Le vendredi 21 octobre à 13 heures, le train Camrail reliant Yaoundé à Douala a déraillé en arrivant à Eseka. Le bilan réel des morts (officiellement 76) ne sera probablement jamais établi. Il pourrait s’élever à plusieurs centaines de victimes. On compte plus de cinq cents blessés.

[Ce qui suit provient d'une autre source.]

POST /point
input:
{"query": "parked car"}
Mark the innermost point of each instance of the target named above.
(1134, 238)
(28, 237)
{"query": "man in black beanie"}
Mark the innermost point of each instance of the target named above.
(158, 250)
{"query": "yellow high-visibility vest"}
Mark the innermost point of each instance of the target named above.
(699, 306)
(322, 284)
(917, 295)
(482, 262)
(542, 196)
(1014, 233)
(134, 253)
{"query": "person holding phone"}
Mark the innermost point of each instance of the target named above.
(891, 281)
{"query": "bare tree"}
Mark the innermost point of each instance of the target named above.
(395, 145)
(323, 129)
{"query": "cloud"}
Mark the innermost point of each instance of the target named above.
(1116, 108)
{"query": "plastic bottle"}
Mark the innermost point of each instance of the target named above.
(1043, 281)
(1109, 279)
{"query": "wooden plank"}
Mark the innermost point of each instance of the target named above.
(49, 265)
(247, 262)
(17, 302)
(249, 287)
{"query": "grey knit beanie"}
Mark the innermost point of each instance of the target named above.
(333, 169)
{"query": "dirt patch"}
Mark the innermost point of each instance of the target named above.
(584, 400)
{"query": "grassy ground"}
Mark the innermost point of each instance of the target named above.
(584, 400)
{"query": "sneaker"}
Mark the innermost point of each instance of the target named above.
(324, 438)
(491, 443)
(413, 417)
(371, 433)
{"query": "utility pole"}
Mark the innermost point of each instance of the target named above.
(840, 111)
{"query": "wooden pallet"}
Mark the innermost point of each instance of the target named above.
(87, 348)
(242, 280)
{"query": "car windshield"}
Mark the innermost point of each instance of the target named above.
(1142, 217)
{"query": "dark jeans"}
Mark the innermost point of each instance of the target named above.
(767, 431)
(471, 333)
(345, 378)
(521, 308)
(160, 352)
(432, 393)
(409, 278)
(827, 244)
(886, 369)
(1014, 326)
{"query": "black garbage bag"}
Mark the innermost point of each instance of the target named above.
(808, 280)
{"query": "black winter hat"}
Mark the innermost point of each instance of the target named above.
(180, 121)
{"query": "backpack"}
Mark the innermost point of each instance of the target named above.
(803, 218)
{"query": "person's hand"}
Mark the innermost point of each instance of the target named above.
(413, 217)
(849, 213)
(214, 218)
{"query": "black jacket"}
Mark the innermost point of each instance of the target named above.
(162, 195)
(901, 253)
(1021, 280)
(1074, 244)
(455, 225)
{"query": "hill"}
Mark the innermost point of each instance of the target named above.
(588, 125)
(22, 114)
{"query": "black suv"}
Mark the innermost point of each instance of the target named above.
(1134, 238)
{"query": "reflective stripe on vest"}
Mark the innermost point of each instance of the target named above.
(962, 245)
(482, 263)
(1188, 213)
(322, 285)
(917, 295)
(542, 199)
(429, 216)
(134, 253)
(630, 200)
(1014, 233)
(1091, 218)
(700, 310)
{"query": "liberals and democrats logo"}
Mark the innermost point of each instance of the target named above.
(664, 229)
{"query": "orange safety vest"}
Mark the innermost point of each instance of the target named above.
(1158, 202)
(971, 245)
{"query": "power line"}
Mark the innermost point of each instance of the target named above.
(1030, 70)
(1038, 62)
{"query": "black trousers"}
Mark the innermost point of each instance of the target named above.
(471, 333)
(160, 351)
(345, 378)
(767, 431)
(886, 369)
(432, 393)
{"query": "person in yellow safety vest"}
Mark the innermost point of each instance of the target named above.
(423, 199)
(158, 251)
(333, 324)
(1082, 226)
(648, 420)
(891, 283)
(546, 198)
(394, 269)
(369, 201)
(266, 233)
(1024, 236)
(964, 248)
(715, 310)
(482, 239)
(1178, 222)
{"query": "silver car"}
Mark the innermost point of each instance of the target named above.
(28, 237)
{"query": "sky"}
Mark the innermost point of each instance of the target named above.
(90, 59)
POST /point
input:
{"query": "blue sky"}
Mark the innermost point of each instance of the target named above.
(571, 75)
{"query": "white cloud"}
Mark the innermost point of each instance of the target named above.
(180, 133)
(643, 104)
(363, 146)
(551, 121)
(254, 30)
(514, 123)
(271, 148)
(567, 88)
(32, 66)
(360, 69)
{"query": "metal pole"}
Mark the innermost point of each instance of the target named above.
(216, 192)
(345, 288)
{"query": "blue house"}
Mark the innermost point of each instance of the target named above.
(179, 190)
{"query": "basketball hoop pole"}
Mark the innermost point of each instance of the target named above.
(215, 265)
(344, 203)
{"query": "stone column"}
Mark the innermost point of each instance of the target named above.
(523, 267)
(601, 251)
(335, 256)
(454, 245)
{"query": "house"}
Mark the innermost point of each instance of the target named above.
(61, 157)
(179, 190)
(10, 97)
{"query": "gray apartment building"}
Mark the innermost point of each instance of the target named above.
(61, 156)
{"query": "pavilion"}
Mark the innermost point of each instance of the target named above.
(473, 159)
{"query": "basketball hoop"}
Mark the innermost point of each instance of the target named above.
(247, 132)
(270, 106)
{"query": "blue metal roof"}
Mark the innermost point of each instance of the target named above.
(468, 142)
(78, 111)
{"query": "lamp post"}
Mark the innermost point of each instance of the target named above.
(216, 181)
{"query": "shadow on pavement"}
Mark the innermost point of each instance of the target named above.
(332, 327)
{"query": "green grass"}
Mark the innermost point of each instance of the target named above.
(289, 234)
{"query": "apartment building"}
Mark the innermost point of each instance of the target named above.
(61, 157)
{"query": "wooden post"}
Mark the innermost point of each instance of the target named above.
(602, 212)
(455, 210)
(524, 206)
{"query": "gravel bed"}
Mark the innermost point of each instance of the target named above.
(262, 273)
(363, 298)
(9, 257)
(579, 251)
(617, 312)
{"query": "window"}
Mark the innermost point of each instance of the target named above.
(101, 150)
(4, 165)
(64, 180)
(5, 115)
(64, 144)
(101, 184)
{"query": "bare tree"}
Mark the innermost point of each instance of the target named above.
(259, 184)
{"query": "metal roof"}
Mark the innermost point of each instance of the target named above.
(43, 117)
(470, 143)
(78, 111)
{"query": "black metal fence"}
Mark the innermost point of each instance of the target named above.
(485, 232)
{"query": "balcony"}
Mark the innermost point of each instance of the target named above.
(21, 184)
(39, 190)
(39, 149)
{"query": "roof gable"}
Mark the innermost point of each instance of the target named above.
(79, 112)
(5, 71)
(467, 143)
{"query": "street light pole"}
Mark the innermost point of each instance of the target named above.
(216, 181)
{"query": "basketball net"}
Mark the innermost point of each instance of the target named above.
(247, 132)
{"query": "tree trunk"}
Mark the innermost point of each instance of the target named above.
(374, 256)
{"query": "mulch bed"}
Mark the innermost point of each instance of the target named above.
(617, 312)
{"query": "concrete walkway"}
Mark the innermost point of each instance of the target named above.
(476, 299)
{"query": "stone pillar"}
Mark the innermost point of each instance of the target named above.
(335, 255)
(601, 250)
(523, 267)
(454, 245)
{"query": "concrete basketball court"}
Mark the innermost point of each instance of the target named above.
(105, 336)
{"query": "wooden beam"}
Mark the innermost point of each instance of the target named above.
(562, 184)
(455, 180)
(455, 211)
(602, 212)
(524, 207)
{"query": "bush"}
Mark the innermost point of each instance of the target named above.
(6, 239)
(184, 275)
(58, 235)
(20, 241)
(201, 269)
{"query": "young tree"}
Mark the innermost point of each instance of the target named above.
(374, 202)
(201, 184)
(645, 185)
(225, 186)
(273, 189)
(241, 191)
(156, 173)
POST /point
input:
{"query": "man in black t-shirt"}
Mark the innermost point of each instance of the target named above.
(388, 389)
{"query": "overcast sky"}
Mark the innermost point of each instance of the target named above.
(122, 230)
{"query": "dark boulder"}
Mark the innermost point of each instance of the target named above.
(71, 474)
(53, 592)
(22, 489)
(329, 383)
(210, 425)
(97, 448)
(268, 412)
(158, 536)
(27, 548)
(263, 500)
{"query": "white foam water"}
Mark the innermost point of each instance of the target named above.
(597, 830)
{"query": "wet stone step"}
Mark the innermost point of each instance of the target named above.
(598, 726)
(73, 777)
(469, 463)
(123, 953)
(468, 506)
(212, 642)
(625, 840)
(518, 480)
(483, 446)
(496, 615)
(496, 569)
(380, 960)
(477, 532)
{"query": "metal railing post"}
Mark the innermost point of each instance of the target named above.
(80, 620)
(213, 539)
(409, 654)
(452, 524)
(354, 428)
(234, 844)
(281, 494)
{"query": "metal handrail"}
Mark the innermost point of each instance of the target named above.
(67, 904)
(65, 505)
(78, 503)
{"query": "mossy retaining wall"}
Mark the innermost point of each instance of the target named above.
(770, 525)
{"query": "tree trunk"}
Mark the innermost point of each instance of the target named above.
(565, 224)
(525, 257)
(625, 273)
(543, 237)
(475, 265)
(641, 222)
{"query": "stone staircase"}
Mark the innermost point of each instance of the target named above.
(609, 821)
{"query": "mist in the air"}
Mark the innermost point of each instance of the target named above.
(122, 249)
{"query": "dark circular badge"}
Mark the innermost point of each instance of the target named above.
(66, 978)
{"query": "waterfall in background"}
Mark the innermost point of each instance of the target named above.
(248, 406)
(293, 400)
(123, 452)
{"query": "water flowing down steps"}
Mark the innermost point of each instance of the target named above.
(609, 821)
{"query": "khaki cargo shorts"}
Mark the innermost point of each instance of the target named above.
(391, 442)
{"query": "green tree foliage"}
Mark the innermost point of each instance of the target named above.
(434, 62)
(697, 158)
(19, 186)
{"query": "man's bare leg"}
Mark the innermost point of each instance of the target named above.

Une telle catastrophe était prévisible. Un ensemble de circonstances l’ont rendue inéluctable. L’effondrement d’un pont a d’abord rendu l’axe routier Yaoundé-Douala impraticable, alors que la plupart du transport de voyageurs se fait par autocars, en raison de l’insuffisance de la liaison ferroviaire : un seul train par jour, extrême lenteur, nombreuses pannes. Le ministre camerounais des Transports a donc demandé à Camrail d’ajouter des wagons, au départ de Yaoundé, au train venant de Ngaoundéré, au nord du Cameroun, pour gagner Douala. Sept - certains disent huit - wagons ont donc été ajoutés au train qui en comptait déjà neuf. Selon des informations révélées par des cheminots, ces wagons supplémentaires, de fabrication chinoise, ne comportaient pas de système de freinage adapté. Entre Yaoundé et Douala, il y a une forte déclivité. En descendant la colline avant Eseka, à 200 km de Yaoundé, le train a pris de la vitesse. Sur la voie, de faible écartement, restée aux normes coloniales du XIXème siècle, cela a provoqué le déraillement d’abord des sept wagons de queue, dont quatre sont tombés dans un ravin, puis de huit des neuf autres.
Les riverains ont secouru les blessés et se sont occupés des corps des morts, tant bien que mal. Les premiers secours publics ne sont arrivés que vers 18 heures, soit cinq heures après l’accident. L’hôpital d’Eseka, dépourvu de médicaments, n’était pas en état d’accueillir les blessés qu’il a fallu évacuer vers Douala et Yaoundé. Plusieurs jours après la catastrophe, les secours n’ont toujours pas pu extraire tous les cadavres des quatre wagons enfoncés dans un marécage au fond du ravin. Ils risquent donc d’y rester abandonnés avec les épaves que l’État camerounais s’est révélé incapable d’évacuer.
L’ensemble de ces circonstances dévoile crûment l’état dans lequel se trouve le Cameroun en 2016. Déshérence et vétusté de "l’axe lourd" routier qui relie les deux villes principales du Cameroun, Douala, officiellement deux millions d’habitants et Yaoundé presque autant. Pourtant cet "axe lourd" est sillonné quotidiennement par un trafic intense, multiples cars et minibus de transports en commun, innombrables grumiers drainant le bois, première richesse du Cameroun, vers le port de Douala, poids lourds et voitures particulières. Les accidents mortels, sur lesquels on ne dispose d’aucune statistique fiable, sont quasi quotidiens au point qu’on appelle cette voie "la route de la mort", chacun ayant de ses proches ou connaissances qui y ont perdu la vie. Le chemin de fer quant à lui est au diapason : tortillard antédiluvien, équipé de matériels désuets achetés au rabais, il a été privatisé en 1999, dans la vague des Plans d’Ajustements Structurels imposés par le FMI. C’est le groupe Bolloré qui en a obtenu la concession. Alors que la société publique Régifercam, bien que minée par la corruption et en déficit chronique, fournissait encore dans les années 1990 un service voyageurs décent, depuis la privatisation les exigences de bénéfices du libéralisme ont réduit presque totalement ce service au profit du trafic marchandises bien plus rentable. L’acheminement des matériaux pour la construction de l’oléoduc Doba-Kribi dans les années 2000, puis le transport des équipements lourds pour les interventions de l’armée française au Tchad et en Centrafrique, avec l’évacuation des matières premières vers le port de Douala, ont certes dégradé l’antique infrastructure coloniale on ne compte plus les déraillements récurrents qui affectent le tronçon Yaoundé-Ngaoundéré mais ont suffit à assurer des bénéfices substantiels, ce qui permet notamment à Bolloré de faire joujou avec ses médias en France. Le service voyageurs est devenu un appendice négligeable. Il y a belle lurette qu’on ne va plus de Yaoundé à Douala qu’en autocar.
Ce tableau est celui du "développement" en Afrique francophone, c’est-à-dire développement colossal des fortunes accumulées par une classe dirigeante compradore, avide, servile, irresponsable, incompétente et nuisible, développement concomitant - l’un ne va pas sans l’autre - des bénéfices des multinationales exploitant le pays matière presque exclusive de la croissance du PIB tant vantée , absence criante ou délabrement des infrastructures, qui témoignent jusqu’à l’obscénité des quelques sous jetés à une population mendiante ; le tout sous la paternelle sollicitude de la France, bien sûr.